The author of the opinion appended to the complaint in this case listed the medical records that he/she reviewed. Based upon that review, he/she listed several reasons why the author believes that the defendants deviated from the standard of care. In appending the opinion to the complaint, the plaintiff has apprised the defendants and their attorneys of the reasons for bringing the lawsuit.
The requirement that the good faith certificate be supported by a written opinion of a similar health care provider does not amount to supplying the defendants or their attorneys with every single detail that one would normally obtain after conducting discovery. Moreover, the court finds the reasoning of the court in Ranney compelling. Although the detail should be such that cogent reasons underlying the author's opinion that a deviation from the standard of care occurred are set forth, it need not be such that plaintiffs are virtually precluded from bringing malpractice cases.

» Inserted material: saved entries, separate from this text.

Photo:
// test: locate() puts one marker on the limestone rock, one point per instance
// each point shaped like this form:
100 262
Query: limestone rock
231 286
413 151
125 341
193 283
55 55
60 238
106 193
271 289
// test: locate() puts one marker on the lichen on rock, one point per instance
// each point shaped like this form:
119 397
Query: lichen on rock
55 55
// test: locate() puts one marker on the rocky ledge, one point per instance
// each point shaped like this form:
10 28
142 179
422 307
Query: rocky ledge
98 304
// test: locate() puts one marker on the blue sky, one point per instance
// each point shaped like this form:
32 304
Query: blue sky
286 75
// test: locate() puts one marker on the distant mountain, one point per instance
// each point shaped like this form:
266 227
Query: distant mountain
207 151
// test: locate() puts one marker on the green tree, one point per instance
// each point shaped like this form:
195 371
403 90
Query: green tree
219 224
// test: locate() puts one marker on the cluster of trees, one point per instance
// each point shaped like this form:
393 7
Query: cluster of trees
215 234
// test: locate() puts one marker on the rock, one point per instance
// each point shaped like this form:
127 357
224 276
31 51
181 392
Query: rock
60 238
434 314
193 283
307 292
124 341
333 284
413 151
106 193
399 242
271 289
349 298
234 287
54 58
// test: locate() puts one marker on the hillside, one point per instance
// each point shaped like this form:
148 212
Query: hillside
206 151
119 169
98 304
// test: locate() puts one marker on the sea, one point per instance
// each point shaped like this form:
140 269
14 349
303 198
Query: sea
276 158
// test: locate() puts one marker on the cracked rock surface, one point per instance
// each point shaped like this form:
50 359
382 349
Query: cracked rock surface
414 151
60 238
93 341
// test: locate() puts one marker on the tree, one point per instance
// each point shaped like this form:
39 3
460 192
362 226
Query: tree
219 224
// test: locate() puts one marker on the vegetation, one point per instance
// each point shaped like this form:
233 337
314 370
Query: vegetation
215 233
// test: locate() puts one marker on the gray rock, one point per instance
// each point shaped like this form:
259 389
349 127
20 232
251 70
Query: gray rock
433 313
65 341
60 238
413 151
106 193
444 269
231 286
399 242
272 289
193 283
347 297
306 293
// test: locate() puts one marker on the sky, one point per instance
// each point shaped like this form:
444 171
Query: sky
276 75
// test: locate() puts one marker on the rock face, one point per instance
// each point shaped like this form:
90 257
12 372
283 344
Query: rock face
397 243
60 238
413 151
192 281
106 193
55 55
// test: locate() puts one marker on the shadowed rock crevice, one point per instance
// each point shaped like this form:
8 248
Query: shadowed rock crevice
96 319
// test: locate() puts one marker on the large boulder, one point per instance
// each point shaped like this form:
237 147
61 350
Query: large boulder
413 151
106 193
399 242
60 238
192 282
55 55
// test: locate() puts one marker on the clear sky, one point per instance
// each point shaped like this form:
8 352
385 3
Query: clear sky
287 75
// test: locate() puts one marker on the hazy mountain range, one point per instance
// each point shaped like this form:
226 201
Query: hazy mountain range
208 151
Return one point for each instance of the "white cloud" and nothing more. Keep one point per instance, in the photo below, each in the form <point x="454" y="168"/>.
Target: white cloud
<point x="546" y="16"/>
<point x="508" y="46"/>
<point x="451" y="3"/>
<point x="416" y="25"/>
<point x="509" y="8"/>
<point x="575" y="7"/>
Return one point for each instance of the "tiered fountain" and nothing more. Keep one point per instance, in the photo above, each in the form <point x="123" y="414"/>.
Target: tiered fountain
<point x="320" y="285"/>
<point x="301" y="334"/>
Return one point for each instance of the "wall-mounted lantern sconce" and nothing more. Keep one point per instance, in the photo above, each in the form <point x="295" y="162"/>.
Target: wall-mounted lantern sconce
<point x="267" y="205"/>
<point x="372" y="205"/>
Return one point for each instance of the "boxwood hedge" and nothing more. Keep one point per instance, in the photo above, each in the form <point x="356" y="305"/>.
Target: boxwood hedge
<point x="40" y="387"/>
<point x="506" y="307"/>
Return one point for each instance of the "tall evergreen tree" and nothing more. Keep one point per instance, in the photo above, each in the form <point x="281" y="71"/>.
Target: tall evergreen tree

The concern of the legislature was to prevent only frivolous lawsuits; those without merit. It is inconceivable that the intent was to divest the court of subject-matter jurisdiction based on one's subjective determination that the reasons supporting the opinion were not sufficiently detailed.
"The United States Supreme Court has recognized that embedded in the First Amendment right to petition the government for a redress of grievances, is entitlement to seek recompense from the courts." (Internal citations omitted; internal quotation marks omitted.) Lombardi Rest Home, Inc. v. Richter, 63 Conn.App. 646, 653, 778 A.2d 230 (2001). It seems to this court that the action urged by the defendants would contravene this constitutional guarantee. The court finds that the question of the sufficiency of the detail in the opinion does not implicate subject-matter jurisdiction, and that in any case, the detail in the opinion is sufficient to survive either a motion to dismiss or a motion to strike. As indicated above, the court finds that a challenge to the sufficiency of the opinion does not implicate subject-matter jurisdiction. A motion to strike is the appropriate vehicle to address this issue.
The defendants' last argument is that the certificate must provide a nexus between the alleged medical malpractice and the resulting injury. They argue that the good faith certificate must state an opinion that the alleged medical malpractice was the proximate cause of the injury. This court does not agree. The court has not been able to find any authority to support this argument. In this court's opinion to require the plaintiff to provide the nexus at this stage of the proceedings would require a very narrow reading of § 52-190a. It is clear from the legislative history that the changes to § 52-190a were not meant to eliminate all of these actions but to weed out the frivolous ones. To require such information at this stage of the proceedings before any of the discovery has been completed would, in this court's opinion, place too onerous a burden on the plaintiff. In addition, as in any negligence action, the issue of proximate cause is a question of fact reserved for the ultimate fact finder.
Fore the aforesaid reasons, the motions to dismiss are denied.